If consumers are sitting on so much cash, why are credit cards going delinquent at a quickening rate?

There are many factors that could be at play here. Here are some of the drivers that I think are important.

  • The cash balances above reflect the bottom 50% of households, as a group. Hidden in that data are the stratifications of cash by household wealth, which would likely show lower cash savings as you move down to less wealthy households.

  • Similarly, the Transunion data above also groups all credit risk stratifications together. In a stratified view by credit risk wealth tier, you would likely see that the rates and pacing of delinquency will be higher and faster for lower-credit consumers.

  • The positive effects of COVID economics (higher wages, stimulus, new credit availability, savings from stay-at-home orders) are unwinding more quickly for the lower credit consumers.

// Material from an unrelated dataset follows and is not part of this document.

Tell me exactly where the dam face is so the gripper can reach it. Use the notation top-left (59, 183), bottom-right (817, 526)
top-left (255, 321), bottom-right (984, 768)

This part of the market had the opportunity to spend more and put more on credit during COVID, and the banks were eager to bring new credit card accounts on. As the economy has gone back to normal over the last 24 months, these consumers have more regular demands on their cash, which took a backseat during COVID. Moreover, they now have credit card bills to address, which carry interest rates at the highest rates we have seen in years. The combination leads to increasing delinquencies, even though cash looks abundant.